The surge in world-wide energy consumption places a growing need for highly efficient power electronics for generation, transportation, and utilization of electricity. With the advent of new markets such as electric vehicles, PV solar inverters, the market for these power electronics components is predicted to reach $15 billion by 2020. Silicon-based devices are most commonly used in traditional power electronics applications, however, wide bandgap semiconductors such as gallium nitride (GaN) are more efficient and thus, useful for future energy applications.
Consequently, Gallium Nitride (GaN) based power devices have gained increased attention in recent years. For 600 V class power devices, lateral GaN high electron mobility transistors are available today. However, it is generally considered that for high voltage/high current applications (>900V/100 A), vertical device structures might be more suitable owing to their capability of achieving lower specific on-resistance and high breakdown voltage simultaneously.
Amongst numerous vertical device structures, the trench MOSFET is an attractive device structure to reduce on-resistance due to the capability of high cell density and the absence of a JFET region. However, high channel resistance in trench MOSFETs due to poor electron mobility in the channel creates reliability issues as a higher gate bias needs to be applied to reduce the channel resistance.
In this dissertation work, we developed a novel device design (called OG-FET) to enhance the channel mobility and therefore, lower the channel-resistance for the trench MOSFET structure while maintaining normally-off operation and same breakdown voltage. In OG-FET, a GaN interlayer is regrown followed by in-situ dielectric deposition via MOCVD on the n-p-n trenched structure to enhance the channel mobility. In addition, the in-situ gate-dielectric growth onto the GaN interlayer allows this device to achieve lower interface trap density compared to devices with ex-situ dielectrics deposited onto the trenched structure.

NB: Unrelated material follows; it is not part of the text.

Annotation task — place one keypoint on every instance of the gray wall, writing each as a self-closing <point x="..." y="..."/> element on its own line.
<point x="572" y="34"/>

This thesis discusses the OG-FET device design, growth and fabrication process alongside device results and analysis. With sustained efforts, OG-FETs with high DC performance were achieved. The OG-FETs demonstrated threshold voltage between 1-4 V, breakdown voltage beyond 1 kV with a low on-resistance between 1.5-3 mΩ.cm2. The on-resistance values were achieved at a relatively low gate bias (~12 V-15 V) and low gate-dielectric field (~2-3 MV/cm) compared to conventional GaN trench MOSFETs.
These results are promising for the future application of OG-FETs for high voltage and high-power electronics.